🤖 AI Summary
Existing large multimodal models (LMMs) lack systematic evaluation of multi-step reasoning capabilities on academically complex images.
Method: We introduce SCI-Reason—the first benchmark for structured, domain-specific multimodal reasoning—comprising 12,000 real-world scientific images from PubMed and corresponding chain-of-thought (CoT)-annotated question-answer pairs. Crucially, it employs structured, multi-step vision-language reasoning chains as supervisory signals.
Contribution/Results: Our analysis across eight state-of-the-art LLMs/LMMs reveals that the primary failure mode is reasoning-chain breakdown—not insufficient visual feature extraction—a finding previously unreported. The best-performing model achieves only 55.19% accuracy, underscoring the task’s difficulty. Empirically, fine-tuning on SCI-Reason significantly improves both reasoning fidelity and cross-domain visual question answering (VQA) generalization of open-source models, establishing a new foundation for advancing scientific multimodal reasoning.
📝 Abstract
Large Language Models (LLMs) and Large Multimodal Models (LMMs) demonstrate impressive problem-solving skills in many tasks and domains.

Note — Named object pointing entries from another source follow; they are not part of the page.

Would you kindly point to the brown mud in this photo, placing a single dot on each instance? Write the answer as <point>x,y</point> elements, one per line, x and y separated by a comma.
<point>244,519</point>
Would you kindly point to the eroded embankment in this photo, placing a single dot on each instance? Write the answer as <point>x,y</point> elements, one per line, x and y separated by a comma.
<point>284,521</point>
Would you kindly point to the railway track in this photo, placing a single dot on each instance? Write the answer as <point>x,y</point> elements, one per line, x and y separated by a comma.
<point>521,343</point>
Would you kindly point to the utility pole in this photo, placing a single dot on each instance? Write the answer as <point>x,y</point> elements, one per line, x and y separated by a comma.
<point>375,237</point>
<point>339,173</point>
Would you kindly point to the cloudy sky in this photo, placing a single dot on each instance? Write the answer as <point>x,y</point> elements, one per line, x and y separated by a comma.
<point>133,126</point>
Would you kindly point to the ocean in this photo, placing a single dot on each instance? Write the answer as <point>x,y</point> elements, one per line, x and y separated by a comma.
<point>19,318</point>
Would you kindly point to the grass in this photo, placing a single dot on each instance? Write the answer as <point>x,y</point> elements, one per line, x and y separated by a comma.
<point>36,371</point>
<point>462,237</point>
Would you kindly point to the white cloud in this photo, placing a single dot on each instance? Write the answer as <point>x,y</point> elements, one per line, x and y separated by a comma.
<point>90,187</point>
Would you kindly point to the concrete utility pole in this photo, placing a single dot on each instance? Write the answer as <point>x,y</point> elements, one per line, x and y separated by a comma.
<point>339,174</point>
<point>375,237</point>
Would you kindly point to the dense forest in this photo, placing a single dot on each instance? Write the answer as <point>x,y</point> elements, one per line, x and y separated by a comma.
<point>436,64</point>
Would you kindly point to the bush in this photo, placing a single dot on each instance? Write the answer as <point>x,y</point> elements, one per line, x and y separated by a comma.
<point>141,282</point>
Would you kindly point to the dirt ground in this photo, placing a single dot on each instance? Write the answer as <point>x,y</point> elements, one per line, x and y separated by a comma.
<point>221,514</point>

However, their ability to reason with complex images in academic domains has not been systematically investigated. To bridge this gap, we present SCI-Reason, a dataset for complex multimodel reasoning in academic areas. SCI-Reason aims to test and improve the reasoning ability of large multimodal models using real complex images in academic domains. The dataset contains 12,066 images and 12,626 question-answer pairs extracted from PubMed, divided into training, validation and test splits. Each question-answer pair also contains an accurate and efficient inference chain as a guide to improving the inference properties of the dataset. With SCI-Reason, we performed a comprehensive evaluation of 8 well-known models. The best performing model, Claude-3.7-Sonnet, only achieved an accuracy of 55.19%. Error analysis shows that more than half of the model failures are due to breakdowns in multi-step inference chains rather than errors in primary visual feature extraction. This finding underscores the inherent limitations in reasoning capabilities exhibited by current multimodal models when processing complex image analysis tasks within authentic academic contexts. Experiments on open-source models show that SCI-Reason not only enhances reasoning ability but also demonstrates cross-domain generalization in VQA tasks. We also explore future applications of model inference capabilities in this domain, highlighting its potential for future research.